In recent years, there has been a surge in new co-working spaces that are female-centric, for example.

Riveter, a Seattle co-working space, has a Mothers Room near the reception area. It’s an intentional signal to visitors that they’re entering a place designed for women.

As the corporate world grapples with issues of sexual harassment, gender-pay disparities and too few women in leadership roles, female-focused workspaces are having a moment, Bloomberg reports.

Other similar shops have opened in San Francisco (Radiant), Marin County, California (the Hivery) and New York (the Wing).

These spaces promise the usual co-working amenities of power outlets, Wi-Fi, coffee and spacious light-filled spaces, along with women-centric mentoring, workshops and a community of like-minded female professionals.

As Bloomberg reports:

These  spaces intend to be different from what you typically see at offices operated by WeWork Cos., the dominant force in co-working. The New York-based company has some big advantages over newcomers: more than 200 buildings worldwide and $4.75 billion in funding, in an industry that costs a lot of money to set up and grow.

WeWork caters to millennials, both men and women.

In the past, the head of WeWork has used the number of beers consumed at its offices as a measure of success.
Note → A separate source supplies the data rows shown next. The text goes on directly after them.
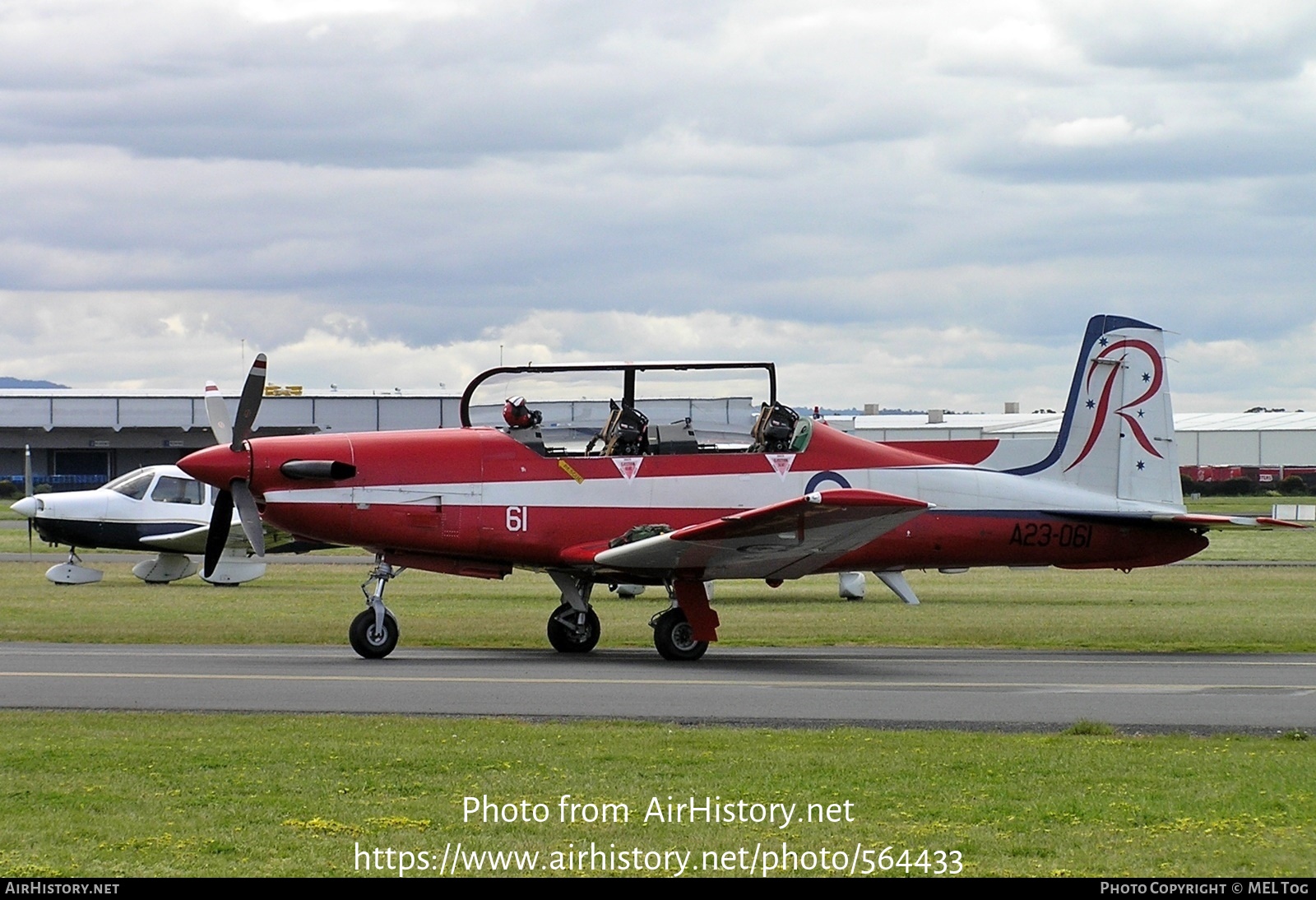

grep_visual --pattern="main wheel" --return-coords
[549,603,601,652]
[654,606,708,662]
[347,610,397,659]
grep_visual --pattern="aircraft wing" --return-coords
[140,525,211,553]
[594,488,932,579]
[1054,509,1311,529]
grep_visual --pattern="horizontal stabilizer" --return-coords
[594,488,932,579]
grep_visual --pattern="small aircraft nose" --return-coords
[11,498,41,518]
[178,443,252,491]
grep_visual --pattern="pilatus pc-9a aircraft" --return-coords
[179,316,1295,659]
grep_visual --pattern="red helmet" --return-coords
[503,397,535,428]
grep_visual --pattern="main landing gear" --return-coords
[649,606,708,662]
[347,557,406,659]
[536,573,720,662]
[548,573,601,652]
[649,580,721,662]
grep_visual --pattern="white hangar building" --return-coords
[0,387,758,489]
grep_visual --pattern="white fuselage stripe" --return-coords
[265,466,1182,512]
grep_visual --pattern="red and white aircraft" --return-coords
[179,316,1295,659]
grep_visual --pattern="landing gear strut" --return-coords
[347,557,406,659]
[649,579,720,662]
[46,547,104,584]
[548,573,601,652]
[649,606,708,662]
“Most co-working spaces, you see kegs; you see foosball tables; you see ping-pong tables, video games,” Amy Nelson, co-founder of the Riveter told Bloomberg. “It creates a certain type of culture, and it’s a good one, but it’s not one where I felt like I could find community and talk to women who have done what I was trying to do.”

Nelson left a career as a corporate litigator to start the Riveter [ last year after she “ran headfirst into the maternal wall,” as she described it. While on parental leave from her job as a lawyer, Nelson said the company promoted a more senior lawyer, and she wanted to be considered as his replacement. She paused her leave to come into the office and make a pitch for the position. She said she was informed that it wasn’t the right time to promote her. After all, she had a new baby.